ModernBERT

A modernized BERT encoder with long context and faster inference

github.com/AnswerDotAI/ModernBERT★ 1.7k huggingface.co/answerdotai/ModernBERT-base

Overview

ModernBERT is an updated take on the BERT encoder from Answer.AI, LightOn, and collaborators. It brings architecture changes and modern training to the encoder family, with support for long context and faster inference. This repository is the research codebase used for pre-training and GLUE evaluations; the ready-to-use models live in the ModernBERT collection on Hugging Face.

It is meant for developers and researchers who need a strong encoder backbone rather than a generative model. Encoders like ModernBERT turn text into dense vectors, which makes them a good fit for embeddings, retrieval, classification, and other tasks where you compare or rank text instead of generating it.

Within the embedding-models space, ModernBERT is most often used as a starting point you fine-tune.
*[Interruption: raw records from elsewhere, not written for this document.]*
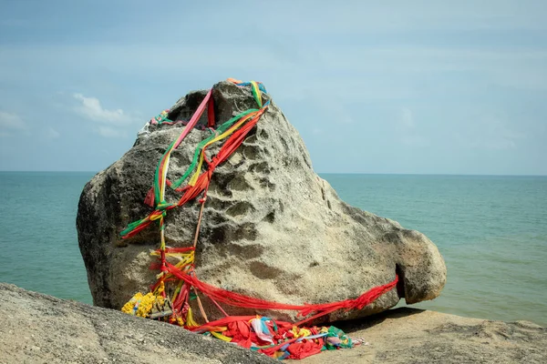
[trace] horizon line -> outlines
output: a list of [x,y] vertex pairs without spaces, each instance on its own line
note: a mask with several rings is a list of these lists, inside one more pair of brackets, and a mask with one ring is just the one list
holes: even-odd
[[[104,170],[104,169],[103,169]],[[0,173],[98,173],[92,170],[0,170]],[[314,171],[315,172],[315,171]],[[372,176],[481,176],[481,177],[547,177],[545,175],[526,174],[476,174],[476,173],[378,173],[378,172],[315,172],[317,175],[372,175]]]

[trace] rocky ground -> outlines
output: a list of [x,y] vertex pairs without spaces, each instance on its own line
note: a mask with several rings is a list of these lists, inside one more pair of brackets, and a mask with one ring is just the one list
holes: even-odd
[[[0,283],[0,363],[270,363],[180,328]],[[335,326],[366,346],[322,363],[545,363],[547,328],[397,308]]]
[[369,344],[327,351],[303,364],[547,363],[547,328],[529,321],[506,323],[402,308],[336,327]]
[[0,284],[0,363],[272,363],[181,328]]

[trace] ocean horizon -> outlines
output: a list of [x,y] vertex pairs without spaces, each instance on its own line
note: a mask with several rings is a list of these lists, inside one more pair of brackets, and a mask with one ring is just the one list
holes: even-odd
[[[96,173],[0,171],[0,281],[92,303],[76,214]],[[547,326],[547,176],[319,176],[348,204],[437,245],[447,285],[438,298],[410,307]]]

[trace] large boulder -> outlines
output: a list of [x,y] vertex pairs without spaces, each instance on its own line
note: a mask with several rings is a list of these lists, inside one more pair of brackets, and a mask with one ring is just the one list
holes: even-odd
[[[204,91],[197,91],[182,97],[169,118],[188,120],[204,96]],[[256,107],[250,87],[221,82],[213,86],[212,96],[217,123]],[[151,211],[143,199],[159,159],[181,127],[143,128],[133,147],[95,176],[82,192],[78,241],[96,305],[119,308],[155,281],[157,271],[149,267],[155,259],[150,251],[160,241],[157,226],[125,240],[119,232]],[[189,134],[171,155],[169,177],[183,174],[196,145],[209,133],[196,127]],[[212,148],[211,153],[217,150]],[[173,191],[167,195],[169,202],[177,197]],[[165,236],[170,246],[191,244],[199,208],[193,201],[168,212]],[[201,280],[293,304],[354,298],[399,274],[397,289],[360,311],[335,312],[325,318],[328,320],[382,311],[402,297],[407,303],[432,299],[446,281],[443,258],[428,238],[349,206],[314,172],[304,141],[274,103],[240,148],[216,168],[196,256]],[[206,299],[205,305],[211,306]],[[208,311],[218,317],[216,308],[210,307]],[[293,312],[262,313],[294,318]]]

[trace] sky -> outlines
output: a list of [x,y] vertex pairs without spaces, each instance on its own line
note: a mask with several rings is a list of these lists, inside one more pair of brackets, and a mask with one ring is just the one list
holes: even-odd
[[547,2],[0,0],[0,170],[98,171],[263,82],[319,173],[547,175]]

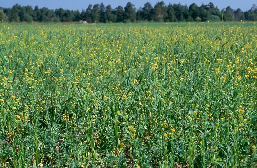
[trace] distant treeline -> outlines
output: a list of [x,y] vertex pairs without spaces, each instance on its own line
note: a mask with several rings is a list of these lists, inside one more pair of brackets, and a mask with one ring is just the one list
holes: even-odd
[[71,22],[80,20],[88,23],[130,22],[141,21],[182,22],[219,21],[257,21],[257,7],[255,4],[246,11],[236,10],[229,6],[224,10],[215,7],[211,2],[198,6],[194,3],[189,7],[180,3],[166,5],[163,1],[153,7],[147,2],[143,7],[137,9],[134,5],[128,2],[124,8],[119,6],[112,9],[111,5],[105,7],[103,3],[89,5],[85,10],[55,10],[36,6],[21,6],[16,4],[12,8],[0,7],[0,21],[7,22]]

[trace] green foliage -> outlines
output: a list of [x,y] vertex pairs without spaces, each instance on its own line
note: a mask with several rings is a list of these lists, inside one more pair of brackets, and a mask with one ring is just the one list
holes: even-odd
[[256,26],[1,24],[0,166],[256,167]]
[[206,20],[210,22],[219,22],[220,21],[220,19],[217,15],[210,15],[207,17]]
[[[243,12],[239,8],[233,10],[229,6],[223,13],[224,20],[257,21],[256,9],[254,4],[249,10]],[[82,10],[81,12],[78,10],[71,11],[62,8],[54,11],[44,7],[39,9],[37,6],[33,9],[31,6],[21,6],[18,4],[11,8],[3,9],[3,11],[6,16],[2,14],[0,17],[7,21],[29,23],[78,22],[80,20],[89,23],[199,22],[207,21],[207,18],[218,21],[218,17],[214,16],[221,18],[222,13],[212,2],[202,4],[199,7],[193,3],[189,8],[180,3],[166,5],[163,1],[158,2],[154,7],[147,2],[143,8],[137,10],[134,4],[128,2],[124,8],[120,5],[115,9],[112,9],[110,5],[105,7],[103,3],[93,6],[89,4],[85,11]]]

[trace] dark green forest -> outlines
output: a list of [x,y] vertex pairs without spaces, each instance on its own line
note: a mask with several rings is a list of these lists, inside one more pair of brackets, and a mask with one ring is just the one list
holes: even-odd
[[46,7],[34,9],[31,6],[18,4],[11,8],[0,7],[0,21],[10,22],[72,22],[85,21],[88,23],[133,22],[144,21],[175,22],[257,21],[257,7],[253,5],[246,11],[232,9],[229,6],[220,10],[212,3],[198,6],[193,3],[189,7],[180,3],[166,5],[158,2],[154,6],[147,2],[136,9],[128,2],[124,8],[119,6],[113,9],[102,3],[89,5],[85,10],[70,10],[62,8],[55,10]]

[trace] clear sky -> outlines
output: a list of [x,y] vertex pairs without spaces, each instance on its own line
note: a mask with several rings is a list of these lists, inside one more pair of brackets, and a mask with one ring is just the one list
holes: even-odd
[[[79,10],[81,11],[82,9],[86,9],[89,4],[94,5],[102,2],[106,6],[111,5],[113,9],[119,5],[125,7],[127,3],[129,2],[135,5],[136,8],[140,7],[144,7],[144,5],[147,2],[151,3],[153,7],[158,1],[161,0],[1,0],[0,7],[11,7],[13,5],[18,3],[22,6],[30,5],[34,8],[36,5],[38,5],[39,8],[44,7],[50,9],[55,9],[62,8],[64,9],[71,10]],[[179,2],[183,5],[187,5],[189,7],[193,3],[195,3],[198,6],[202,3],[207,4],[211,2],[214,6],[217,6],[220,9],[225,8],[230,6],[233,9],[240,8],[243,11],[250,9],[253,4],[257,5],[257,0],[172,0],[163,1],[166,5],[170,3],[178,4]]]

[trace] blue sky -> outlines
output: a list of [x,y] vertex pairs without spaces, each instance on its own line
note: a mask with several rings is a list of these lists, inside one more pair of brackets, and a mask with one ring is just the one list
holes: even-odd
[[[103,3],[106,6],[111,5],[113,8],[115,8],[119,5],[124,7],[127,3],[130,2],[135,5],[137,9],[140,7],[144,7],[144,5],[147,2],[151,3],[154,6],[158,1],[161,0],[2,0],[0,6],[3,7],[11,7],[13,5],[18,3],[22,6],[30,5],[34,8],[38,5],[40,8],[45,7],[48,9],[55,9],[62,8],[71,10],[78,9],[79,11],[84,9],[86,9],[89,4],[94,5],[97,3]],[[166,5],[170,3],[177,4],[179,2],[183,5],[187,5],[189,6],[193,3],[195,3],[198,6],[202,3],[207,4],[210,2],[213,3],[218,8],[222,9],[230,6],[234,9],[240,8],[242,11],[245,11],[250,9],[253,4],[257,4],[257,0],[213,0],[204,1],[203,0],[172,0],[163,1]]]

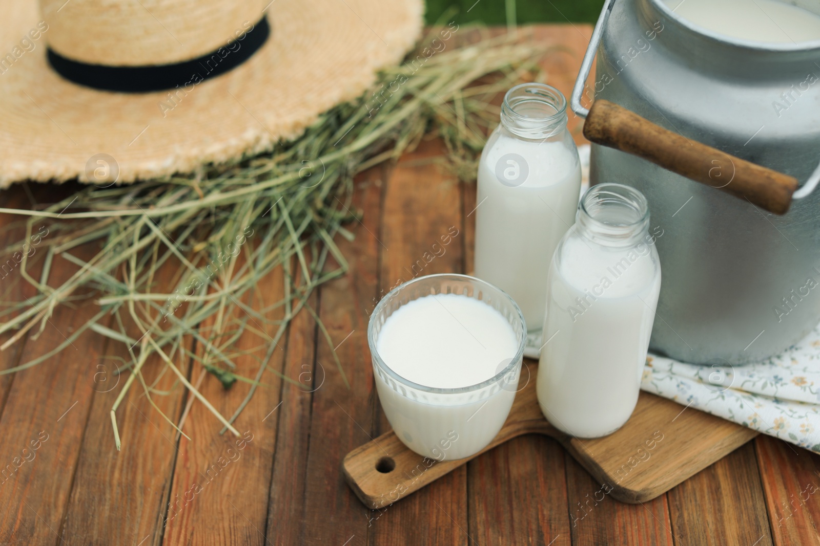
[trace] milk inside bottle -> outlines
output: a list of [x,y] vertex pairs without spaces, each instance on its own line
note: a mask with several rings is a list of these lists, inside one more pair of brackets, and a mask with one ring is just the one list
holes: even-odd
[[575,221],[581,164],[567,130],[567,102],[542,83],[510,89],[478,168],[476,276],[518,303],[540,346],[546,280],[555,246]]
[[536,390],[544,417],[574,436],[615,431],[635,409],[661,286],[646,200],[590,188],[549,271]]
The repository ships example scripts for training dense retrieval models with Sentence Transformers and ColBERT models with PyLate, so teams can build their own embedding or retrieval systems on top of it.

What it does

Modernized BERT architecture introducing FlexBERT, a modular approach to encoder building blocks configured through YAML files
Long-context support and faster inference compared to the original BERT
Uses Flash Attention 2 (and Flash Attention 3 on supported H100 hardware) for efficient training and inference
Ready-to-use checkpoints on Hugging Face that integrate with common transformers pipelines
Example scripts for training and evaluating dense retrieval (Sentence Transformers) and ColBERT (PyLate) models
GLUE evaluation tooling via run_evals.py and glue.py for benchmarking models

Getting started

For most use cases, load a released ModernBERT checkpoint from Hugging Face with the transformers library. The research repository in this GitHub project is for pre-training and evaluation, and is installed separately via conda.

Install transformers

Install the Hugging Face transformers library along with PyTorch to load and run the model.

bashbash

pip install -U transformers torch

Load the model and tokenizer

Load ModernBERT-base from the Hugging Face Hub and run a masked-language-modeling example, the task the base model is trained on.

pythonpython

from transformers import AutoTokenizer, AutoModelForMaskedLM

model_id = "answerdotai/ModernBERT-base"
tokenizer = AutoTokenizer.from_pretrained(model_id)
model = AutoModelForMaskedLM.from_pretrained(model_id)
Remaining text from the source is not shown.